Desde esta segunda-feira, mais 10 policiais militares (PMs) acusados de participação na morte de oito detentos - e na tentativa de outros três homicídios - estão sendo julgados no Fórum Criminal da Barra Funda, depois de mais de 21 anos do ocorrido, em 2 de outubro de 1992. Na ocasião, 111 presos foram mortos após uma briga interna que acabou com a invasão da Tropa de Choque da Polícia Militar paulista, que, na Justiça, responde por 102 dessas mortes. Contra as demais nove vítimas não ficou comprovada a ação dos policiais. Até agora, são 48 policiais condenados por conta da atuação naquela data. Para todos os casos, ainda cabe recurso. Inicialmente eram 10 as vítimas, mas o Ministério Público pediu que duas delas fossem retiradas da acusação: uma foi morta por arma branca enquanto outra foi morta em outro andar.

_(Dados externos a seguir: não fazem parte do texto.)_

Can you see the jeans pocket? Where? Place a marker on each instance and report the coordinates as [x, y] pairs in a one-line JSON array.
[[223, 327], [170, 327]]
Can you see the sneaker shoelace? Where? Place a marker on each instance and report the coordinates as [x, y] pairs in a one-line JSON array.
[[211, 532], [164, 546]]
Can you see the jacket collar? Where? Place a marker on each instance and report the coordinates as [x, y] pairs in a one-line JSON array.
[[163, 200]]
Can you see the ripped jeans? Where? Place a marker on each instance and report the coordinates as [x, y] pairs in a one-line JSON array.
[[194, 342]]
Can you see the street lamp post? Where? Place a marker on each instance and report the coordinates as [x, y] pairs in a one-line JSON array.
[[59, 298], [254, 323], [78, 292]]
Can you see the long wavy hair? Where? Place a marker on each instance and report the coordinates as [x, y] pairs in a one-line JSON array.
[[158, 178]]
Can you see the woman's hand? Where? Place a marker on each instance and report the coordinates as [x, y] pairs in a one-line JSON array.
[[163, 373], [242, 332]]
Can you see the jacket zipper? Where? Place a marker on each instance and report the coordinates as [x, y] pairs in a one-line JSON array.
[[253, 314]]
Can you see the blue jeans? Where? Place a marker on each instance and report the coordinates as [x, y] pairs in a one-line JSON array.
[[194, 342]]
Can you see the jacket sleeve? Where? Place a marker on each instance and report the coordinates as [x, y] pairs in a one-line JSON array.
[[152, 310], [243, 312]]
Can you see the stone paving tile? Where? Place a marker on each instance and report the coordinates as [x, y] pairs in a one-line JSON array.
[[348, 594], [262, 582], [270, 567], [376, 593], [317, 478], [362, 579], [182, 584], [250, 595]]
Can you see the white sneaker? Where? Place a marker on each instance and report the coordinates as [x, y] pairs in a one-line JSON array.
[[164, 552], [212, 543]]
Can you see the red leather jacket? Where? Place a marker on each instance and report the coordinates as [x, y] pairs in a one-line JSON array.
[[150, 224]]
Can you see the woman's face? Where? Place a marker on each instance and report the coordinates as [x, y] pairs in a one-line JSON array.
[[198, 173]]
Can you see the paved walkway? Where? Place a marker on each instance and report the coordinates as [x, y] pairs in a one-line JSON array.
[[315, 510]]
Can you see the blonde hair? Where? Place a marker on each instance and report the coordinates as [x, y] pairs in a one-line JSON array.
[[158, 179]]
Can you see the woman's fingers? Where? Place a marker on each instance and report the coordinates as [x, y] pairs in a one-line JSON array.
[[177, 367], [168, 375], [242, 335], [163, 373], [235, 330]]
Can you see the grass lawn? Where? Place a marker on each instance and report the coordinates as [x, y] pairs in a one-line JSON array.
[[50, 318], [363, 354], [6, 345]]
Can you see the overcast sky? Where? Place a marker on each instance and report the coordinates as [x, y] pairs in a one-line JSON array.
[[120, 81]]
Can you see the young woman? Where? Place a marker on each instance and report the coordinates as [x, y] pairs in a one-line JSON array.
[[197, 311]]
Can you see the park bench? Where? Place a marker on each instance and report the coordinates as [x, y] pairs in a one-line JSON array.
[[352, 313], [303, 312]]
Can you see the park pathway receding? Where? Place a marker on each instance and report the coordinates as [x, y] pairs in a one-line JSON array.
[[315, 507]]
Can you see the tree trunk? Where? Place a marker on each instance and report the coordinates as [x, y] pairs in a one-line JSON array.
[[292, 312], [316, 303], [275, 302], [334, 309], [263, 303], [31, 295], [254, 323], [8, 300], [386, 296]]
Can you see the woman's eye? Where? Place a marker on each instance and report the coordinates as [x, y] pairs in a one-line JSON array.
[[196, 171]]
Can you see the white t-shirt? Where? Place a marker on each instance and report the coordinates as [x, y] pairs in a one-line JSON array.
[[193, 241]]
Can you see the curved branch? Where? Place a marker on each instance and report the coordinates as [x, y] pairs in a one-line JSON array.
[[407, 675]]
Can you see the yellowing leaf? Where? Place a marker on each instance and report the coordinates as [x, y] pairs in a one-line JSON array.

Nas duas primeiras etapas do julgamento, no ano passado, os PMs que atuaram nos dois primeiros andares do prédio foram condenados, respectivamente a 156 e 624 anos de prisão. A Justiça decidiu, em primeira instância, que eles concorreram para a morte de 13 presos no primeiro andar e outros 52 no segundo andar.

Relembre o caso

Em 2 de outubro de 1992, uma briga entre presos da Casa de Detenção de São Paulo - o Carandiru - deu início a um tumulto no Pavilhão 9, que culminou com a invasão da Polícia Militar e a morte de 111 detentos. Os policiais são acusados de disparar contra presos que estariam desarmados. A perícia constatou que vários deles receberam tiros pelas costas e na cabeça.

Entre as versões para o início da briga está a disputa por um varal ou pelo controle de drogas no presídio por dois grupos rivais. Ex-funcionários da Casa de Detenção afirmam que a situação ficou incontrolável e por isso a presença da PM se tornou imprescindível.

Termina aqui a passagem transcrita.